In fact, some 10,000 disabled Americans died last year waiting for a Social Security disability hearing. That shameful figure alone should be a compelling enough argument for restoring SSA’s funding to adequate levels. Budget cuts have forced SSA to close more than 60 field offices across the country, reducing in-person access to services. The average wait time on SSA’s toll-free number is 18 minutes.  The average national wait time for a disability hearing exceeded 600 days in 2017.  Ironically, these service cuts come at a time when 10,000 Baby Boomers become eligible for Social Security every day.

 “The enemies of Social Security in Congress are making a very bad situation even worse (by proposing cuts to SSA’s operating budget.)  They want to make it impossible to effectively administer the program, and ultimately want to destroy Social Security.” – Senator Bernie Sanders, 1/18/18

“America made a promise to Social Security beneficiaries.  America must honor its promise and that means no cuts to the Social Security Administration.  We must make sure that seniors, the disabled, and survivors of beneficiaries receive the benefits they are entitled to.” – Senator Elizabeth Warren (D-MA), 1/18/18

Senator Bob Casey (D-PA) decried the majority party’s “maniacal obsession” with cutting costs “in the most pernicious way,” making it harder for the Social Security Administration to carry out its mission.

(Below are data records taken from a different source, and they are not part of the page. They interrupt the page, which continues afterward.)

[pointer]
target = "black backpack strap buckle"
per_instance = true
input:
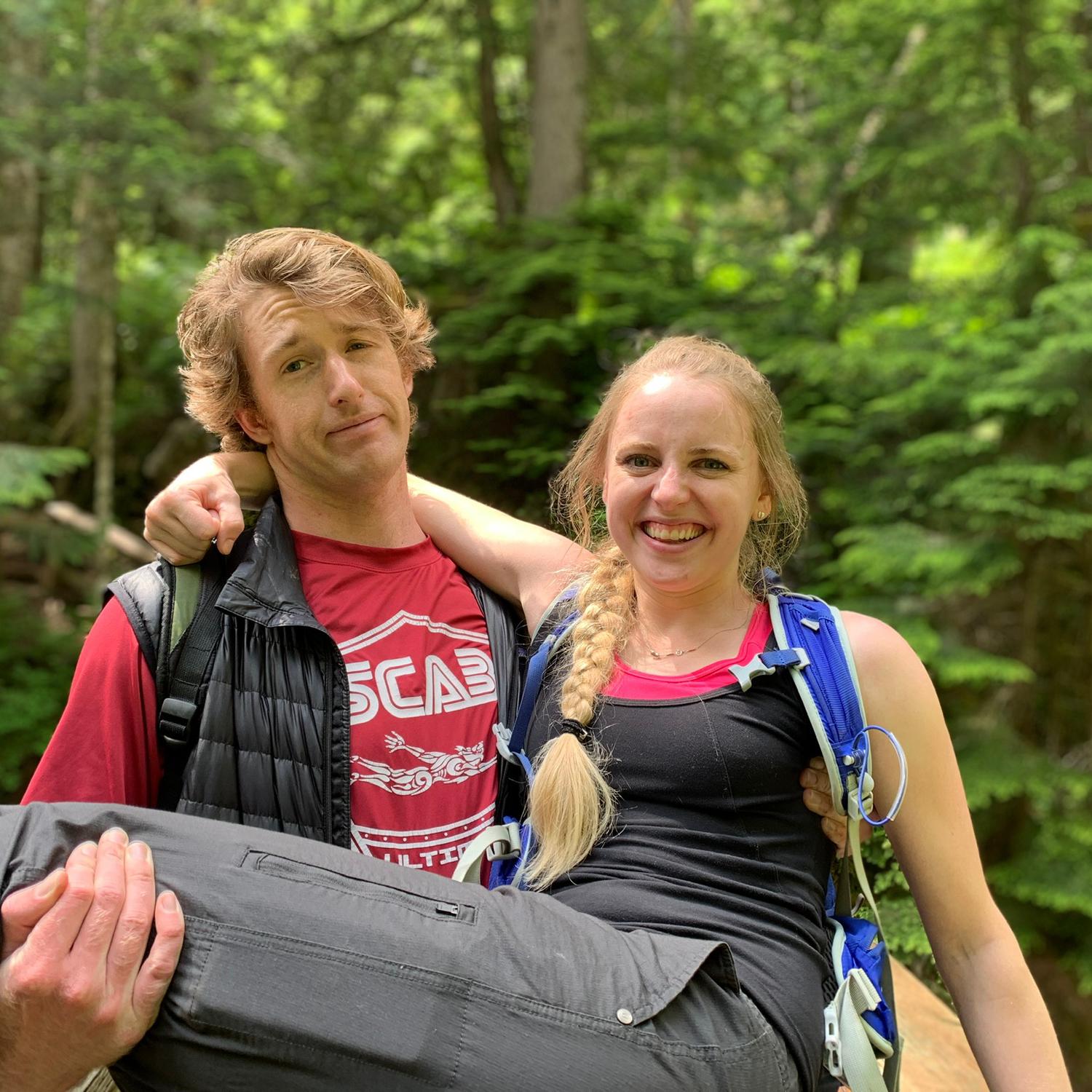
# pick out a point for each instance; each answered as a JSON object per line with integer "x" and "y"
{"x": 176, "y": 722}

SSA is funded through workers’ Social Security payroll contributions and not from general revenue.  The agency is one of the most efficient in the entire federal government, spending less than 1% of its revenue on administrative costs.  Congress is wrong to leave the agency so grossly underfunded, but some lawmakers may have a hidden agenda in letting SSA languish. 

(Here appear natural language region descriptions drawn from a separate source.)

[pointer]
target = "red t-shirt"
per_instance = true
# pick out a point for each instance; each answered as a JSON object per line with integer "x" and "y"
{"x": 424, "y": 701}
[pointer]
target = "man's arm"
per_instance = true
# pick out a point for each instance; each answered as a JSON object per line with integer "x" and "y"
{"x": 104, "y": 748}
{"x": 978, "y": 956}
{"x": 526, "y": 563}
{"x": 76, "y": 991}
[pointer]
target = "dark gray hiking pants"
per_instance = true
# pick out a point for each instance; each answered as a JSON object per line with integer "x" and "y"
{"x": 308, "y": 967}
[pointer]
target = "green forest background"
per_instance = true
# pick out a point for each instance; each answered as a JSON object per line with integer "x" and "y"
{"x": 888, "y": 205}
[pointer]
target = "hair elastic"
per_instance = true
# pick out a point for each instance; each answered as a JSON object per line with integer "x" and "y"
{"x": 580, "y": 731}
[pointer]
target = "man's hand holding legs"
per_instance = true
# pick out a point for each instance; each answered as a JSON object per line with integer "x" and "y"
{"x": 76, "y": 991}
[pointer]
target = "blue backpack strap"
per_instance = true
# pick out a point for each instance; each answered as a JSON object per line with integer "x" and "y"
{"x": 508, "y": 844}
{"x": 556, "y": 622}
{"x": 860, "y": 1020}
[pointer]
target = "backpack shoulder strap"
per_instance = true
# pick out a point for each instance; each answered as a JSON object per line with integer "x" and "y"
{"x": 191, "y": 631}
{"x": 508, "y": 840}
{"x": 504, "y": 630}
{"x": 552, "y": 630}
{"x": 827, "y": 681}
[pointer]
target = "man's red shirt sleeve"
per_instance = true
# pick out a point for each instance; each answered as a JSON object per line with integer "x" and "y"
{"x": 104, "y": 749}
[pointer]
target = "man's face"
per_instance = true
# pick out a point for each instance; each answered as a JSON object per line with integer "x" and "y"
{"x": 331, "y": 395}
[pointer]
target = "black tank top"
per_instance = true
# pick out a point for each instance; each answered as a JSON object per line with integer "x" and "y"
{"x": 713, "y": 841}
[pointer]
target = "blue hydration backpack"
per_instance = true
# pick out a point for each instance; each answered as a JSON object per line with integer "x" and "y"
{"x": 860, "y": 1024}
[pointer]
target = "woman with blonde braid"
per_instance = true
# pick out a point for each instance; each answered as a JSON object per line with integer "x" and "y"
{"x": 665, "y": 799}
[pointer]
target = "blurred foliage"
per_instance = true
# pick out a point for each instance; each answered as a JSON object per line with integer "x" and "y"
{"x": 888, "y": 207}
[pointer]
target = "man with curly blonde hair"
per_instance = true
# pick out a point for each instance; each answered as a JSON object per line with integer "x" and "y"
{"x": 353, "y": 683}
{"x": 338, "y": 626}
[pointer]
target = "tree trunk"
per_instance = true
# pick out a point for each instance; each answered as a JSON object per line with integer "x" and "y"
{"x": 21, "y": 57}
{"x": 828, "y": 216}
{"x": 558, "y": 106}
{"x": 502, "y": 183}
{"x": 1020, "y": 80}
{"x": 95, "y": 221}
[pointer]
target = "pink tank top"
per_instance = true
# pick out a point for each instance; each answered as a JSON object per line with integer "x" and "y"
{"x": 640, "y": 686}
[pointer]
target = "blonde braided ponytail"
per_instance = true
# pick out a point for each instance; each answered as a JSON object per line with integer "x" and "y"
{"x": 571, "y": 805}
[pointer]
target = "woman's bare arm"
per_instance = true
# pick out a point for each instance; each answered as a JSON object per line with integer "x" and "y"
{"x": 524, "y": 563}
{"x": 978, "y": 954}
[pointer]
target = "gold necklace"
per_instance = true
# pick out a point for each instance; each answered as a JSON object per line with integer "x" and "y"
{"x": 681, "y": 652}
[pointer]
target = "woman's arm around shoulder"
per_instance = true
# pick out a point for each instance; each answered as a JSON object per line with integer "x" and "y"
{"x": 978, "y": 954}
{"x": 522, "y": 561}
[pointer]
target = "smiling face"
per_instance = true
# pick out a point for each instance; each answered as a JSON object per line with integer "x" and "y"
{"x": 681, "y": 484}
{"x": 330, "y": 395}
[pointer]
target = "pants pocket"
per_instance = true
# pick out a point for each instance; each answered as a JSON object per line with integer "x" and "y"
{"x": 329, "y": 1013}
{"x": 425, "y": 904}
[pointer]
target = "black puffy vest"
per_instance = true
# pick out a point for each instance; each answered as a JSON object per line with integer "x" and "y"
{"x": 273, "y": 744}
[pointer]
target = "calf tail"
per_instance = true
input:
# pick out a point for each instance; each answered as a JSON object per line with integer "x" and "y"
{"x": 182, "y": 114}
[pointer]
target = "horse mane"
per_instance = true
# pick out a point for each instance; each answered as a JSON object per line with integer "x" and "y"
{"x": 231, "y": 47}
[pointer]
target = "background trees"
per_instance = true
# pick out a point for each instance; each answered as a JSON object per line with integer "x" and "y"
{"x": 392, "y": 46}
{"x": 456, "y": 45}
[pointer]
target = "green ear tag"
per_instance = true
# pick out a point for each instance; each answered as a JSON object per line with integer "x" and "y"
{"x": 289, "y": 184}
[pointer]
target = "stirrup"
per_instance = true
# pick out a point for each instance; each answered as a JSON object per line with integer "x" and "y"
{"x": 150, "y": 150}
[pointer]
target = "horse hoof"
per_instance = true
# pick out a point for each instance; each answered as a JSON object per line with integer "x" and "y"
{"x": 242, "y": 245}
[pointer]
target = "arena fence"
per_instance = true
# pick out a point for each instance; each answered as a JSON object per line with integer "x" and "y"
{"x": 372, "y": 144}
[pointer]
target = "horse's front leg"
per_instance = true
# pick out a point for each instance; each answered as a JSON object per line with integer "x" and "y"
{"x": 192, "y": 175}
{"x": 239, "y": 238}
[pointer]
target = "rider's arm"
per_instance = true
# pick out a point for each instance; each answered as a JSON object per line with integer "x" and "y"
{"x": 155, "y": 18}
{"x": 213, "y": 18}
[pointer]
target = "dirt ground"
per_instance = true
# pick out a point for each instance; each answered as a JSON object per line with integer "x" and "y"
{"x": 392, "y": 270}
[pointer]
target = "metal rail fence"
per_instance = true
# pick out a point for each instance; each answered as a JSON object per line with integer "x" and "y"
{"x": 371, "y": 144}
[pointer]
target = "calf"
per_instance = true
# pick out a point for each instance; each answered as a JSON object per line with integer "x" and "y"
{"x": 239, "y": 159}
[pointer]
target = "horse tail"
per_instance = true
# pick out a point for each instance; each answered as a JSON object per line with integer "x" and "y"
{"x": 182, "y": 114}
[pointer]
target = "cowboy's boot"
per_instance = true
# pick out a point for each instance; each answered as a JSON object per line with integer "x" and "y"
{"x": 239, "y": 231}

 “Starving the Social Security Administration’s administrative funding is not only pennywise and pound foolish, it also amounts to a backdoor way to dismantle Social Security by eroding the public’s confidence in the program.”  - Max Richtman, 1/18/18

It is not outrageous to suggest that the budget-induced aggravation and delay confronting claimants would, indeed, undercut public support for Social Security, smoothing the way for actual benefit cuts later. 

The retired, disabled and survivor constituents of members of Congress deserve better. That’s why the National Committee urges Congress to reject the Senate Appropriations Committee's $460 million cut and instead increase Social Security’s operating budget so it can do its job for the American people:  a job they deserve, and as it happens, a job for which they have pre-paid.